Journal of Hepatology
Volume 51, Issue 2 , Pages 416-418, August 2009

Evolution of nucleoside/tide analogues for hepatitis B: Is the ideal drug here yet?

Division of Gastroenterology, University of Michigan Health System, 3912 Taubman Center, SPC 5362, Ann Arbor, MI 48109, USA

published online 27 March 2009.

Special Section Editors: Peter R. Galle, Peter L.M. Jansen, Francesco Negro

Article Outline

Tenofovir disoproxil fumarate versus adefovir dipivoxil for chronic hepatitis B. Marcellin P, Heathcote EJ, Buti M, Gane E, de Man RA, Krastev Z, Germanidis G, Lee SS, Flisiak R, Kaita K, Manns M, Kotzev I, Tchernev K, Buggisch P, Weilert F, Kurdas OO, Shiffman ML, Trinh H, Washington MK, Sorbel J, Anderson J, Snow-Lampart A, Mondou E, Quinn J, Rousseau F.

Background

Tenofovir disoproxil fumarate (DF) is a nucleotide analogue and a potent inhibitor of human immunodeficiency virus type 1 reverse transcriptase and hepatitis B virus (HBV) polymerase.

Methods

In two double-blind, phase 3 studies, we randomly assigned patients with hepatitis B e antigen (HBeAg)-negative or HBeAg-positive chronic HBV infection to receive tenofovir DF or adefovir dipivoxil (ratio, 2:1) once daily for 48 weeks. The primary efficacy end point was a plasma HBV DNA level of less than 400 copies per milliliter (69 IU per milliliter) and histologic improvement (i.e., a reduction in the Knodell necroinflammation score of 2 or more points without worsening fibrosis) at week 48. Secondary end points included viral suppression (i.e., an HBV DNA level of <400 copies per milliliter), histologic improvement, serologic response, normalization of alanine aminotransferase levels, and development of resistance mutations.

Results

At week 48, in both studies, a significantly higher proportion of patients receiving tenofovir DF than of those receiving adefovir dipivoxil had reached the primary end point (P<0.001). Viral suppression occurred in more HBeAg-negative patients receiving tenofovir DF than patients receiving adefovir dipivoxil (93% vs. 63%, P<0.001) and in more HBeAg-positive patients receiving tenofovir DF than patients receiving adefovir dipivoxil (76% vs. 13%, P<0.001). Significantly more HBeAg-positive patients treated with tenofovir DF than those treated with adefovir dipivoxil had normalized alanine aminotransferase levels (68% vs. 54%, P=0.03) and loss of hepatitis B surface antigen (3% vs. 0%, P=0.02). At week 48, amino acid substitutions within HBV DNA polymerase associated with phenotypic resistance to tenofovir DF or other drugs to treat HBV infection had not developed in any of the patients. Tenofovir DF produced a similar HBV DNA response in patients who had previously received lamivudine and in those who had not. The safety profile was similar for the two treatments in both studies.

Conclusions

Among patients with chronic HBV infection, tenofovir DF at a daily dose of 300mg had superior antiviral efficacy with a similar safety profile as compared with adefovir dipivoxil at a daily dose of 10mg through week 48. (ClinicalTrials.gov numbers, NCT00116805 and NCT00117676.) 2008 Massachusetts Medical Society.

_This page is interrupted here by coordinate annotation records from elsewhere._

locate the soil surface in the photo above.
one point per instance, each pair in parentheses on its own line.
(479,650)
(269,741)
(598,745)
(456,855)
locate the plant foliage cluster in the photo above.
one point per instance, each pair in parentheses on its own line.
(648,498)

[Abstract reproduced by permission of N Engl J Med 2008;359:2442–2455.]

 

The goal of hepatitis B treatment is to prevent progression to cirrhosis, hepatic decompensation and hepatocellular carcinoma. This goal is best accomplished by complete suppression of hepatitis B virus (HBV) replication.

Lamivudine was the first oral antiviral agent approved for the treatment of chronic hepatitis B. The approval of lamivudine in 1998 brought a lot of hope and hype to the hepatitis field. The availability of an oral therapy that is well tolerated and safe for use in patients with hepatic decompensation or recurrent hepatitis B after liver transplantation was aptly hailed as a major breakthrough. However, it was quickly realized that while lamivudine was effective in suppressing serum HBV DNA, viral relapse was common when treatment was stopped. In some patients, viral relapse was accompanied by hepatitis flares and rarely, hepatic decompensation and death. Unfortunately, continued treatment was associated with increasing rates of antiviral drug resistance which resulted in virologic breakthrough and in some instances hepatitis flares and hepatic decompensation.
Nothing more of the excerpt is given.